CNN’s Weird Attempt At Viral Marketing: Adult Swim?!?
As a white male, aged 18 to 35, I watch Adult Swim on the Cartoon Network. For the past week or so, my obligatory Judge/McFarlane quotient has been interrupted with ads like this, about Zap News App. (Sorry, embedding is turned off.)
For those too busy or important to click the link, the ad purports to be from two guys (pictured here) from Muncie, Indiana, whose iPhone app idea, Zap News, was stolen by CNN. These ads don’t show any features of their or CNN’s app but then, why should they? Everyone knows what news apps do; i.e., nothing special. Elsewhere on the web, the wronged duo demand that CNN “remove the app from the iTunes App Store and issue a public apology to us, then give us $100,000 and massages. And call our parents and tell them the truth.”
Right about now, you should be thinking to yourself, “Well, this is obviously a viral marketing campaign. The gentleman writing this column, in addition to reinforcing various stereotypes, must be some sort of dimwit.” You are correct to think that, at least the first sentence – that was my reaction, too. The question, though, becomes: viral marketing for what?
The obvious answer is: CNN’s iPhone app. But we’re talking about Adult Swim – not a program known for appealing to the more mature instincts of its viewers. If you Google the show, for example, one of the featured links that comes up is for their online game Zombie Hooker Nightmare, in which a zombie-fighting hooker has to escort tricks to her trailer. At 1:30 in the morning, they show a cartoon called Assy McGee, which is literally an ass and legs that fights crime. A Venn diagram showing the overlap of Adult Swim fans with those who’d want to buy CNN’s news app would look like a pair of spectacles.

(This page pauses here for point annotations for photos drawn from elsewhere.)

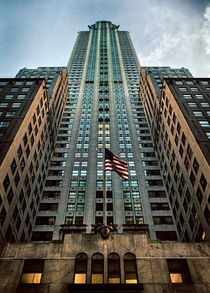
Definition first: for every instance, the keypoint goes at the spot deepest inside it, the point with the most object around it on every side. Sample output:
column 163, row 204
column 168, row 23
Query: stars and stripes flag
column 114, row 163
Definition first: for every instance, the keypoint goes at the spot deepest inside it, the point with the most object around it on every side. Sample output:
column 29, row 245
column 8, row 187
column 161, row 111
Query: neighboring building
column 181, row 135
column 150, row 91
column 28, row 126
column 25, row 149
column 87, row 263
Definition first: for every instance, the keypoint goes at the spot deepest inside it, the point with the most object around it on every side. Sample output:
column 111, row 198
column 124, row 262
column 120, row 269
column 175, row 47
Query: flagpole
column 105, row 197
column 105, row 192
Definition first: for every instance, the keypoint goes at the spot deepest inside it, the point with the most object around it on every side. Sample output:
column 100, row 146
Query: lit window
column 97, row 269
column 204, row 123
column 4, row 124
column 187, row 96
column 80, row 272
column 197, row 113
column 204, row 104
column 16, row 105
column 113, row 268
column 130, row 269
column 3, row 105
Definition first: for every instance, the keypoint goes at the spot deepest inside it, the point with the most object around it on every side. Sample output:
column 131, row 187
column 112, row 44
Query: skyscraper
column 78, row 233
column 181, row 134
column 103, row 110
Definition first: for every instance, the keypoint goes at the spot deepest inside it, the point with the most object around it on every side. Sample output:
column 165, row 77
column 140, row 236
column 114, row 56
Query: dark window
column 130, row 268
column 178, row 270
column 203, row 182
column 27, row 151
column 207, row 215
column 195, row 165
column 19, row 151
column 2, row 216
column 13, row 166
column 10, row 196
column 25, row 139
column 163, row 220
column 183, row 138
column 156, row 193
column 32, row 271
column 166, row 235
column 199, row 195
column 6, row 182
column 189, row 151
column 159, row 206
column 178, row 127
column 29, row 128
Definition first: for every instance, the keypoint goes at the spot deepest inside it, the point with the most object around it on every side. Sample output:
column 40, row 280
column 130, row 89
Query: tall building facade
column 55, row 123
column 28, row 126
column 180, row 130
column 103, row 110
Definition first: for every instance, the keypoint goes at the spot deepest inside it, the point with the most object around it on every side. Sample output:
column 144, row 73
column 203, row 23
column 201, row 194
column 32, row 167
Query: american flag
column 114, row 163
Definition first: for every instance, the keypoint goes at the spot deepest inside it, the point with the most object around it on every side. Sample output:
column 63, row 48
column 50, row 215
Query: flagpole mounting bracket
column 105, row 230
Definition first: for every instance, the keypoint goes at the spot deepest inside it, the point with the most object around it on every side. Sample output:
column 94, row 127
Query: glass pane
column 80, row 279
column 31, row 278
column 114, row 280
column 176, row 278
column 97, row 279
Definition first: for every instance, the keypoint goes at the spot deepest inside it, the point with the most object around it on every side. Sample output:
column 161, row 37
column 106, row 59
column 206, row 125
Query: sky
column 172, row 33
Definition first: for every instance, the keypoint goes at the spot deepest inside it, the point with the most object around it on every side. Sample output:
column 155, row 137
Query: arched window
column 97, row 269
column 113, row 268
column 130, row 268
column 80, row 270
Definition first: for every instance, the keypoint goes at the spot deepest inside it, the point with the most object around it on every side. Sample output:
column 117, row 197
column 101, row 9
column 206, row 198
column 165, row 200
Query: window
column 204, row 123
column 113, row 268
column 32, row 271
column 97, row 269
column 80, row 270
column 4, row 124
column 178, row 271
column 16, row 105
column 197, row 113
column 203, row 182
column 3, row 105
column 130, row 269
column 203, row 104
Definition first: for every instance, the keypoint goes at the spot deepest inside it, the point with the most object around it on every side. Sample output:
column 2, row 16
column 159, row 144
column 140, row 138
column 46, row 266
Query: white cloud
column 188, row 45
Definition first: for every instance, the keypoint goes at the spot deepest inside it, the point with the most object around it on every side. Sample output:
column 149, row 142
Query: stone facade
column 59, row 262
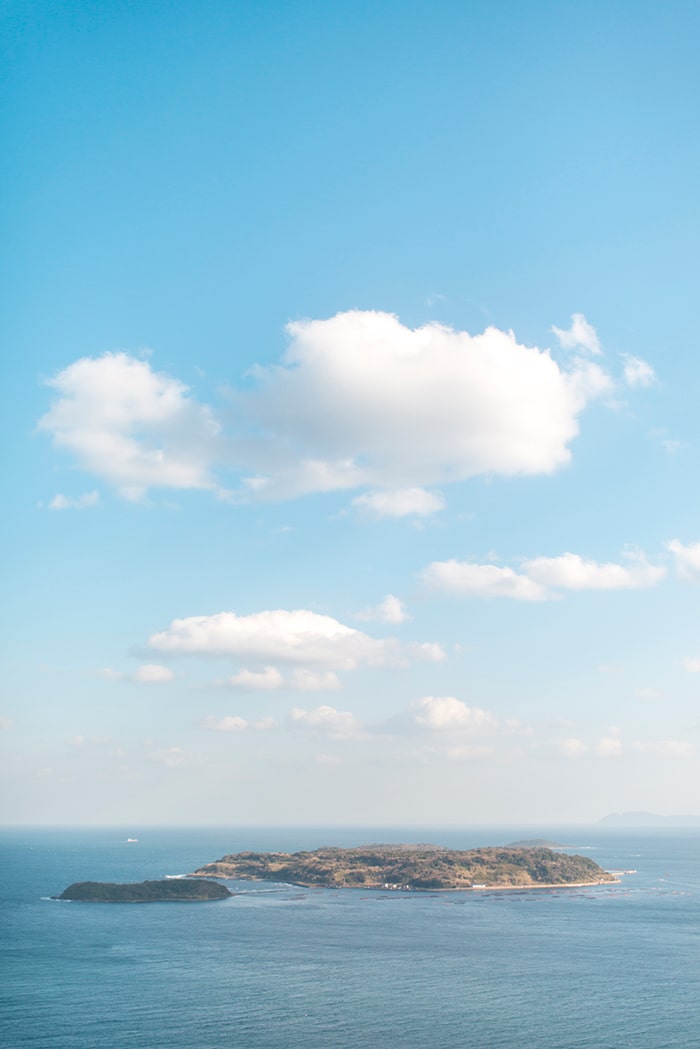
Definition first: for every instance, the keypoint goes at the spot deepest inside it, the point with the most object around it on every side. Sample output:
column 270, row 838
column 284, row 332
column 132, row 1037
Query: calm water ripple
column 279, row 967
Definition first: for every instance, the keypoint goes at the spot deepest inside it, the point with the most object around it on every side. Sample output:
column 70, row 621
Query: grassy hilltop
column 411, row 866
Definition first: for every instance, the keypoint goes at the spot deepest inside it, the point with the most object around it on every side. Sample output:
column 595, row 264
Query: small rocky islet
column 165, row 891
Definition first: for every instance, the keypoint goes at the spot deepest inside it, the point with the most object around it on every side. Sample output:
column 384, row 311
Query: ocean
column 281, row 967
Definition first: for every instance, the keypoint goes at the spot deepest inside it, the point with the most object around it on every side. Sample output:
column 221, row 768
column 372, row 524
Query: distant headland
column 422, row 866
column 188, row 890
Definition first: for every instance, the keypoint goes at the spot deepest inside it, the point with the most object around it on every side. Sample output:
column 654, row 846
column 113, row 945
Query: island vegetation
column 145, row 892
column 411, row 868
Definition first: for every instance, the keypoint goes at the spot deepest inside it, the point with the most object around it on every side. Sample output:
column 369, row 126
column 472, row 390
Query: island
column 424, row 866
column 170, row 890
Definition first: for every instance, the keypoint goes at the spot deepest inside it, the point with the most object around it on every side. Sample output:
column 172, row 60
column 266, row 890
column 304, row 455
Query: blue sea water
column 281, row 967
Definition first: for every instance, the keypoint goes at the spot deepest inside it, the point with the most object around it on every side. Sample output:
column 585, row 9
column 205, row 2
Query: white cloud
column 315, row 641
column 359, row 401
column 481, row 580
column 131, row 426
column 686, row 557
column 335, row 724
column 391, row 609
column 572, row 572
column 447, row 713
column 79, row 502
column 278, row 636
column 362, row 400
column 579, row 335
column 400, row 502
column 637, row 372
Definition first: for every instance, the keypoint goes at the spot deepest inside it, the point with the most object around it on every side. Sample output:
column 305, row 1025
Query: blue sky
column 351, row 411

An employee from Mekanism confirmed that the spot was created for their client, CNN, but, at this point, hasn’t been any more forthcoming.
We have to ask, then: could the Zap News App be legit? After all, Adult Swim’s ad space can’t be terribly expensive – for a few months earlier this year, they looped an ad for an album of gospel and hymns by Ronnie Milsap. (The fan-base Venn diagram for that one would resemble a scale model of the Earth’s relationship to Pluto.) I decided to investigate.

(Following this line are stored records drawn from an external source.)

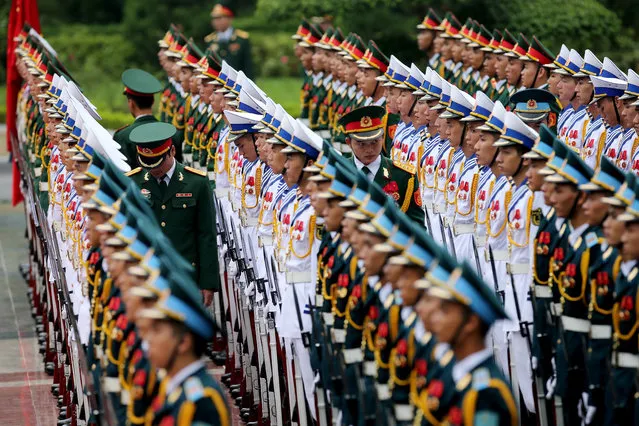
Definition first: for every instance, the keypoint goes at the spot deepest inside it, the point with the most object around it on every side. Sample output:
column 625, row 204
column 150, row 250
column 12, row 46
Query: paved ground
column 24, row 387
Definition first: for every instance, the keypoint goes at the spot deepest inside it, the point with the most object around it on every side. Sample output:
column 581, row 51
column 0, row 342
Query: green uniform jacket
column 403, row 187
column 127, row 147
column 236, row 51
column 199, row 398
column 187, row 217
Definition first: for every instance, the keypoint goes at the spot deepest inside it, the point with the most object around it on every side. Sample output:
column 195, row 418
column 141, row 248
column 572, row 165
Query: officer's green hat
column 302, row 30
column 608, row 177
column 556, row 159
column 625, row 194
column 632, row 210
column 223, row 8
column 374, row 58
column 138, row 82
column 520, row 49
column 152, row 142
column 537, row 52
column 314, row 35
column 534, row 105
column 183, row 304
column 574, row 171
column 365, row 123
column 430, row 21
column 543, row 148
column 465, row 287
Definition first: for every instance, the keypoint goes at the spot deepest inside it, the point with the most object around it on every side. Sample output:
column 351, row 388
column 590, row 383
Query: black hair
column 143, row 102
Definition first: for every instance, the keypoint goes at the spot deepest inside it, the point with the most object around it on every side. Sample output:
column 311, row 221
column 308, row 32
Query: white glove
column 551, row 383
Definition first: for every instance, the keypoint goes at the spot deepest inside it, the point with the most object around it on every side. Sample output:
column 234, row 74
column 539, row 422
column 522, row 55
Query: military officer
column 181, row 200
column 231, row 44
column 139, row 88
column 365, row 129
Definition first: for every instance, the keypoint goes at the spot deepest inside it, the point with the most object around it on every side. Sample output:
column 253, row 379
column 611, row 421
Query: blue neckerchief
column 521, row 190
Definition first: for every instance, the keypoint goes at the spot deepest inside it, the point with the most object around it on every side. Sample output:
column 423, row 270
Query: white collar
column 225, row 35
column 373, row 167
column 169, row 174
column 182, row 375
column 627, row 266
column 468, row 364
column 576, row 233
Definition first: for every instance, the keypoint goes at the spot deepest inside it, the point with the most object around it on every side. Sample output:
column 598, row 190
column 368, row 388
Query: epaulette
column 241, row 34
column 194, row 171
column 193, row 389
column 211, row 38
column 121, row 128
column 134, row 171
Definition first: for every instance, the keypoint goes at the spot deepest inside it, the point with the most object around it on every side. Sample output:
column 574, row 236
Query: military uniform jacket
column 485, row 396
column 627, row 149
column 187, row 216
column 128, row 148
column 403, row 187
column 198, row 398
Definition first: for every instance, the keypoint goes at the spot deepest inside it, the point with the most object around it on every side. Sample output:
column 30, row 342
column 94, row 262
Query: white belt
column 328, row 318
column 352, row 356
column 404, row 412
column 428, row 204
column 498, row 255
column 464, row 228
column 543, row 292
column 370, row 368
column 298, row 277
column 221, row 192
column 265, row 240
column 439, row 208
column 518, row 268
column 600, row 331
column 339, row 335
column 625, row 360
column 556, row 309
column 111, row 384
column 575, row 324
column 249, row 221
column 382, row 392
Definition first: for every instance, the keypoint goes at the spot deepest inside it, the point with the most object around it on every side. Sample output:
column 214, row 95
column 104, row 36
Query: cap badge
column 366, row 122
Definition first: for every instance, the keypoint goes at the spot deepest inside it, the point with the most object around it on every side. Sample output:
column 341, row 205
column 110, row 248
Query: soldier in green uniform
column 177, row 338
column 232, row 45
column 139, row 88
column 364, row 128
column 181, row 200
column 466, row 312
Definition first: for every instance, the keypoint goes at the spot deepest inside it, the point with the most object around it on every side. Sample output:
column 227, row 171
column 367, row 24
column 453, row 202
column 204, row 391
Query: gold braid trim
column 409, row 194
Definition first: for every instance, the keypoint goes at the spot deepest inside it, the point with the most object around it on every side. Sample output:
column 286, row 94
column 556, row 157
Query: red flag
column 21, row 11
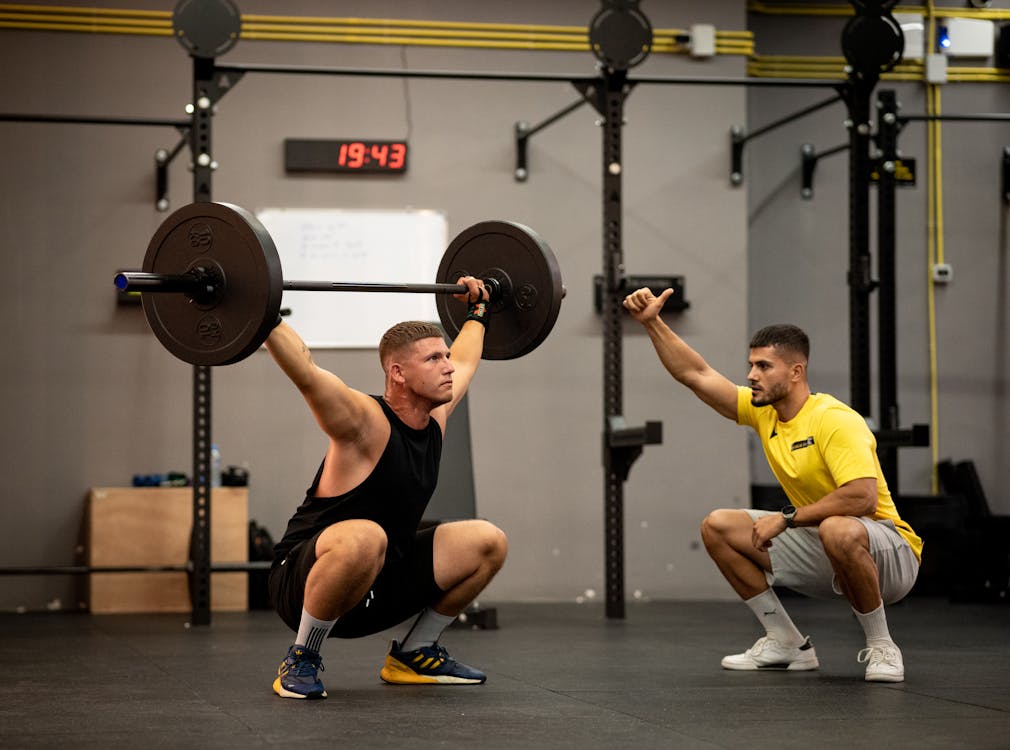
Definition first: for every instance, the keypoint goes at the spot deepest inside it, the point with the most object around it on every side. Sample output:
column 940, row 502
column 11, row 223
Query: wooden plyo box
column 150, row 526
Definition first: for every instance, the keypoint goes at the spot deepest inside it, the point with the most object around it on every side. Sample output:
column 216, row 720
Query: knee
column 842, row 536
column 492, row 542
column 716, row 526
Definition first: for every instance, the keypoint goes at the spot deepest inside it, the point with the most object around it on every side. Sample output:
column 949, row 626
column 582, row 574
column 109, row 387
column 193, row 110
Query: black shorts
column 402, row 588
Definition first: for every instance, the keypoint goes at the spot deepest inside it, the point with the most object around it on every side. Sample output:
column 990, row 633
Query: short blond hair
column 403, row 334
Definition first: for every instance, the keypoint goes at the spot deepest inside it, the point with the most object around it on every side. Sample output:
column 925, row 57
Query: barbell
column 211, row 285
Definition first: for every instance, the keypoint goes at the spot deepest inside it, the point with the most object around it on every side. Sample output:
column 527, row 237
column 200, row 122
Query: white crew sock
column 311, row 632
column 770, row 613
column 425, row 630
column 875, row 626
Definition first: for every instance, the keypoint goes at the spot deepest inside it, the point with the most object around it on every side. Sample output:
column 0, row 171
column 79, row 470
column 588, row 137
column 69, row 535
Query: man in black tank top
column 351, row 561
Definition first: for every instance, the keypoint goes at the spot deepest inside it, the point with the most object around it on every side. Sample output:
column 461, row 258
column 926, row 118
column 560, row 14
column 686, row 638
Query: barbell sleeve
column 138, row 281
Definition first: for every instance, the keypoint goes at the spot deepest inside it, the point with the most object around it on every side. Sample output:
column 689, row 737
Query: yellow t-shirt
column 826, row 444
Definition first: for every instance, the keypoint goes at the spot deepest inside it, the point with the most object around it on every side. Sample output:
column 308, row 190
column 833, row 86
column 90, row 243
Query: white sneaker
column 883, row 662
column 768, row 653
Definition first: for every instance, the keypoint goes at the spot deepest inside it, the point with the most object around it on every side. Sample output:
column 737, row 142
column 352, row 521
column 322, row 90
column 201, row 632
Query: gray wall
column 810, row 239
column 90, row 398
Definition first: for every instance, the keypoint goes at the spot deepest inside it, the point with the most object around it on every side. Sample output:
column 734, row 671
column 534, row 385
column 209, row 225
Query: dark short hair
column 785, row 338
column 403, row 334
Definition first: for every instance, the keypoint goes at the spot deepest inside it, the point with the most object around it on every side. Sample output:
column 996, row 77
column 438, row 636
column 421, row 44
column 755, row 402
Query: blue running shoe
column 427, row 665
column 296, row 677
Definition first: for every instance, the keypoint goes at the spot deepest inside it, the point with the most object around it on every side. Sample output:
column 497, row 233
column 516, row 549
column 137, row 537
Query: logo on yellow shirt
column 802, row 443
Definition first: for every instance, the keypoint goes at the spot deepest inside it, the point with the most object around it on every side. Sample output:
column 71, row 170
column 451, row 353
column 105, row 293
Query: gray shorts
column 799, row 561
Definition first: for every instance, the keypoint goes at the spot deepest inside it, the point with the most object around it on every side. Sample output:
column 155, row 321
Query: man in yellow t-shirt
column 840, row 535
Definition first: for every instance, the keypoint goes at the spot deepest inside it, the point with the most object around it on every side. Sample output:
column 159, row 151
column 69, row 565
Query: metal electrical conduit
column 352, row 30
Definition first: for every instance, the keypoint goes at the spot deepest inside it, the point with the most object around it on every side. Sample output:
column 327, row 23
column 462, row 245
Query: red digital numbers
column 397, row 155
column 381, row 155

Searching for Zap News App turns up a number of blog-style stories on sketchy tech sites – as well as a number of sites that caused my browser to sputter that I was putting myself at risk for viruses. Those sites I declined to visit. I decided then to try to find Zap.

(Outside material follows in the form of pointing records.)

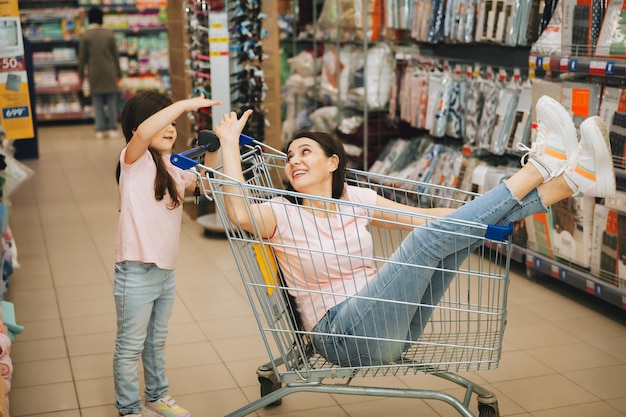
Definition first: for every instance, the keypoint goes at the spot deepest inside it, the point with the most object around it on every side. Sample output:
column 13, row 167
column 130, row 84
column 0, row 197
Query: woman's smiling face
column 308, row 167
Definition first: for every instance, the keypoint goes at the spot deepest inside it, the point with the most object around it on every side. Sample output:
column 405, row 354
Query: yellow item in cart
column 267, row 265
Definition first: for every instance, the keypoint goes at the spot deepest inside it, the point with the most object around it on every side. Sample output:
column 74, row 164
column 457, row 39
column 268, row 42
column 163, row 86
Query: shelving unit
column 54, row 34
column 142, row 36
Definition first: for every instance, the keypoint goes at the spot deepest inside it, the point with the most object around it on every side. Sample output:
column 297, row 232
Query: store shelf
column 56, row 63
column 576, row 65
column 63, row 116
column 59, row 90
column 571, row 275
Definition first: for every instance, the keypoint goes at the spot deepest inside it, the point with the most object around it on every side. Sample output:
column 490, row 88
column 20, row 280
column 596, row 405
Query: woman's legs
column 367, row 320
column 404, row 279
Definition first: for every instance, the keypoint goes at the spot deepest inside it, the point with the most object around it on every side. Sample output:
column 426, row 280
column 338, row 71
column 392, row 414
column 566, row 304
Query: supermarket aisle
column 563, row 356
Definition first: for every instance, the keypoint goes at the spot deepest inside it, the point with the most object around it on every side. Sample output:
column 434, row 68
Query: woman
column 343, row 329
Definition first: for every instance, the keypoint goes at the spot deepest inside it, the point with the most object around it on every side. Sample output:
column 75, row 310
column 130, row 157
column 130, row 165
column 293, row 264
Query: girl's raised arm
column 240, row 211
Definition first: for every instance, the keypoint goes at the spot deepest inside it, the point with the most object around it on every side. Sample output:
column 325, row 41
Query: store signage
column 16, row 121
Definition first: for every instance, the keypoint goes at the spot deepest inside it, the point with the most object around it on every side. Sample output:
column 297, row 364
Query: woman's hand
column 230, row 127
column 199, row 102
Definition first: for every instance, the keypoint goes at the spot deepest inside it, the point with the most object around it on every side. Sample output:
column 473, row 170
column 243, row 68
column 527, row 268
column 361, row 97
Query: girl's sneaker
column 589, row 172
column 556, row 139
column 166, row 406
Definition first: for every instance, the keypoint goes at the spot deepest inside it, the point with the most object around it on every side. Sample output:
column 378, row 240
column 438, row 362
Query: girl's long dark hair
column 331, row 146
column 141, row 106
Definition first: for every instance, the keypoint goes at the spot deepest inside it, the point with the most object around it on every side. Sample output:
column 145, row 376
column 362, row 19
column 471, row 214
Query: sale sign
column 16, row 120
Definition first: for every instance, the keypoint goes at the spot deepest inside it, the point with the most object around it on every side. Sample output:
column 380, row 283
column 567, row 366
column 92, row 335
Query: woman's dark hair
column 95, row 15
column 141, row 106
column 331, row 146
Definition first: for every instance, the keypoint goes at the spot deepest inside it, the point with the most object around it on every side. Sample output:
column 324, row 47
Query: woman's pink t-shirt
column 309, row 251
column 148, row 231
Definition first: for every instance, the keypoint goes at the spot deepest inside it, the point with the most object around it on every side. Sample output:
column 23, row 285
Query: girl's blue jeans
column 439, row 247
column 144, row 298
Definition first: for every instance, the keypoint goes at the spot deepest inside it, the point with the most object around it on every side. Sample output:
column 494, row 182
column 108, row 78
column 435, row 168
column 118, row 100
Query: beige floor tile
column 605, row 383
column 582, row 410
column 89, row 324
column 545, row 392
column 95, row 392
column 92, row 366
column 49, row 371
column 91, row 344
column 214, row 403
column 83, row 292
column 184, row 333
column 41, row 329
column 230, row 327
column 538, row 335
column 38, row 350
column 36, row 312
column 572, row 357
column 41, row 399
column 191, row 354
column 83, row 308
column 515, row 365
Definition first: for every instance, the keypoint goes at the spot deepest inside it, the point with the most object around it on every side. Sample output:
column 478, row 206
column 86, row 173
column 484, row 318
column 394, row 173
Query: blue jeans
column 105, row 110
column 440, row 248
column 144, row 298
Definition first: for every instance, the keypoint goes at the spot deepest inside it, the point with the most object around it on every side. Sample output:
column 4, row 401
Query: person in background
column 146, row 249
column 99, row 58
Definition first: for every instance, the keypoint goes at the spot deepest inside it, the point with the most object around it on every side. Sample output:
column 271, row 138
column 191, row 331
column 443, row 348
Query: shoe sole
column 555, row 111
column 590, row 129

There’s no Zap News App on the Apple iPhone Store (though some enterprising person ought to put one up there). The domain in the ads, ZapNewsApp.com, leads only to a YouTube page with various comments – some people state that it’s a viral campaign, some request more attractive spokespeople, one says “DOWN WITH CNN” with no fewer than nine exclamation points. The YouTube page has a link to a Facebook Fan page, but both of these sites were basically dead ends.
I next checked the domain registration for ZapNewsApp.com which turned up a person’s name and an address. In San Francisco. While SF is basically California’s Muncie, it ain’t Muncie.
Digging deeper still, I found an email address that turned out to be legit – and associated with a the viral marketing firm Mekanism. An employee from Mekanism confirmed that the spot was created for their client, CNN, but, at this point, hasn’t been any more forthcoming.
As best I can figure, CNN paid a marketing firm to run ads on its sister channel, Cartoon Network, that pretend some Hoosier shlubs had their lame news app stolen and turned into another lame news app. This strategy, the wizards at CNN figured, would arouse such a passion against, um, CNN, that people who stay up until one in the morning watching white trash cephalopods would run to the App Store and lay out two dollars.
As you can see, there’s a step I’m not understanding. Or, hopefully, that they’re not. It’s also very possible that this is Phase 1 of a campaign that has more to come. Stay tuned. To, it seems, Adult Swim.
Thus ends The Case of the Curious Advertisement. It has been my pleasure to be the idiot who takes the bait, thereby saving all of you from walking around with hooks in your cheeks. Now, if you’ll excuse me, Family Guy is starting, and it’s one I’ve only seen five times before.
This is an opinion piece. The views expressed in this article are those of just the author.